The 10 Songs You Need to Hear This Week

Featuring Tony Allen x Hugh Masekela, Sarkodie, Rema, Costa Titch x Riky Rick x AKA and more.

Every week, we highlight the cream of the crop in music through our best music of the week column.

Here's our round up of the best tracks and music videos that came across our desks, which you can also check out in our Songs You Need to Hear This Week playlists on Spotify and Apple Music.

Follow our SONGS YOU NEED TO HEAR THIS WEEK playlist on Spotify here and Apple Music here.

Check out all of OkayAfrica's playlists on Spotify and Apple Music.

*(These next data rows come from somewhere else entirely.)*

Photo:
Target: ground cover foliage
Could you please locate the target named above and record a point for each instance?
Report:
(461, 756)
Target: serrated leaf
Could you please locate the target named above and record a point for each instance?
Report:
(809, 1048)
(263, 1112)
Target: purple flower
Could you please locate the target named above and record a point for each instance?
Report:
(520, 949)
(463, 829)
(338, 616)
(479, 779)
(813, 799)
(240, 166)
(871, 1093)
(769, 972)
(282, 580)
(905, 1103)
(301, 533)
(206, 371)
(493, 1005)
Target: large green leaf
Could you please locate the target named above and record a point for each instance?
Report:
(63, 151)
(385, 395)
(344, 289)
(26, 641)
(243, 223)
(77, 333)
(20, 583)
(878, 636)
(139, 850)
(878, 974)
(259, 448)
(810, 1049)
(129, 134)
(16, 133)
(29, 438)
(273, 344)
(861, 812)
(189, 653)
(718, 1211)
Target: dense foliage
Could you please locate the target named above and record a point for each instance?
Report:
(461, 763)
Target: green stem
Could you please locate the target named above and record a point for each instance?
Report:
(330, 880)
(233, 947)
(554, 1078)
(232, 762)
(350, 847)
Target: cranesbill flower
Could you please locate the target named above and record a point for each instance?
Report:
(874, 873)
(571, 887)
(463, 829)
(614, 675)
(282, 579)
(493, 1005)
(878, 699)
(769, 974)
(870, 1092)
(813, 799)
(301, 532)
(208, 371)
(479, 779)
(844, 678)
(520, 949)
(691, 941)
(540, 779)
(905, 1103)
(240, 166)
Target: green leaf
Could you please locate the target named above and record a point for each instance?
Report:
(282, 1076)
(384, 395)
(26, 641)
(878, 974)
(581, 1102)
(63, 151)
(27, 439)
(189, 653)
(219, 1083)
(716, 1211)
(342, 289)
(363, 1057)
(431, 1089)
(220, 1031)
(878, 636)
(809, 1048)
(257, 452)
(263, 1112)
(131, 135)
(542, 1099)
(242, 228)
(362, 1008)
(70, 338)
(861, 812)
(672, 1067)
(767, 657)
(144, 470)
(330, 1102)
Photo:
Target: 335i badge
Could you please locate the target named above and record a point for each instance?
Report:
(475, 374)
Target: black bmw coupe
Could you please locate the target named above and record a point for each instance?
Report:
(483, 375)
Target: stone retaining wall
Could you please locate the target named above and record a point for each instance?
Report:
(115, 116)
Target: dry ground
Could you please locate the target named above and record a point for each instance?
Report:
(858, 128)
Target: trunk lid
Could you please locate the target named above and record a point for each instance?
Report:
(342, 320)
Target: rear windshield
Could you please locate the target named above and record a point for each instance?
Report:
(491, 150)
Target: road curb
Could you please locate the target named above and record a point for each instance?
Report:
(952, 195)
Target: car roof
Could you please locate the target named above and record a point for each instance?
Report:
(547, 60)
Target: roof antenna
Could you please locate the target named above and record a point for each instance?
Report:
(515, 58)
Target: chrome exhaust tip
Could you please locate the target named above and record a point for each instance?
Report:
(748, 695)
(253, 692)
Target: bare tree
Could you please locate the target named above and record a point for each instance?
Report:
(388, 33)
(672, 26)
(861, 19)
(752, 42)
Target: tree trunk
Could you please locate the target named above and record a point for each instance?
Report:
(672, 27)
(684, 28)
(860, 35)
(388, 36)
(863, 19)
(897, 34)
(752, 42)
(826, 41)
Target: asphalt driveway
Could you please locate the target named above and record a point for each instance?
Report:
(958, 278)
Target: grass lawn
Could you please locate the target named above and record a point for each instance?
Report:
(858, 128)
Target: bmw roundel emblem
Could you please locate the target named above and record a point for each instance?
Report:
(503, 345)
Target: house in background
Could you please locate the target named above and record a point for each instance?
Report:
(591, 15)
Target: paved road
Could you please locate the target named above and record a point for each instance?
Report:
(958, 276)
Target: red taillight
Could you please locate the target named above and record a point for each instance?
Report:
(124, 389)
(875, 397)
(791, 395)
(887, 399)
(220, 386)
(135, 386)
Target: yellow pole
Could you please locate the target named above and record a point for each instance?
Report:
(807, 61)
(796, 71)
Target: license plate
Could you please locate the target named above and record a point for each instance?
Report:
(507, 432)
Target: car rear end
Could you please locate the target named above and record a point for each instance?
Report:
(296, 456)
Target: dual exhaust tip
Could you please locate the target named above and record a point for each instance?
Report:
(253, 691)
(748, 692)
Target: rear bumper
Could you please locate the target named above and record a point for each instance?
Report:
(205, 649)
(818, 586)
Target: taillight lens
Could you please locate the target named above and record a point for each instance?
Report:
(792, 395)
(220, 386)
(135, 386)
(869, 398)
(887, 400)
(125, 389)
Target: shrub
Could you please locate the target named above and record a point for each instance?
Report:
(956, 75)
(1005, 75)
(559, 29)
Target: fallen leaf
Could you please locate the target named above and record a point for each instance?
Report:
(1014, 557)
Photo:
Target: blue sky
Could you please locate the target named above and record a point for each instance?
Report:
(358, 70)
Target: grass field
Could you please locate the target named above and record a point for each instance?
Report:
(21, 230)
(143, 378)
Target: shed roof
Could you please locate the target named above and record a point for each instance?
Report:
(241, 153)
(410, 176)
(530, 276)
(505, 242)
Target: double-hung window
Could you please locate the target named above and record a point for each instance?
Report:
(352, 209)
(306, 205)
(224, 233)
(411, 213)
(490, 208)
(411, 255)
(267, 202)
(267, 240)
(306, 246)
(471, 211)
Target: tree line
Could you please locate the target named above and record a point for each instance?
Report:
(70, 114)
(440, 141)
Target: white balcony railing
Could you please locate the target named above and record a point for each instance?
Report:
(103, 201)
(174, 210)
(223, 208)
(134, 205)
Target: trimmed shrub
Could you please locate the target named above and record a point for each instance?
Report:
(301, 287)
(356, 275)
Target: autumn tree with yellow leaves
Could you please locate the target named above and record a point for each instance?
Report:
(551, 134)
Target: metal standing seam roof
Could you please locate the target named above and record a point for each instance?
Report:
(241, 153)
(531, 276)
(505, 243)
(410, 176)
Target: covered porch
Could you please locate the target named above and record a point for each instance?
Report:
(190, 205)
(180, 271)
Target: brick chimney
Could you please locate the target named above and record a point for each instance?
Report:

Tony Allen x Hugh Masekela 'Slow Bones'

Nigerian afrobeat pioneer Tony Allen and South African jazz legend Hugh Masekela began recording together in 2010, along with producer Nick Gold. Through their London sessions they captured the "kind of South African-Nigerian swing-jazz stew" that will make up their upcoming album, Rejoice, as Allen describes it. Those recording sessions remained largely untouched until after Masekela's passing in 2018, which drove Allen and Gold to revisit the tapes of those original compositions. We premiered the latest single from the album, "Slow Bones," a head-nodding blend of Allen's afrobeat percussion and Masekela's trumpet melodies.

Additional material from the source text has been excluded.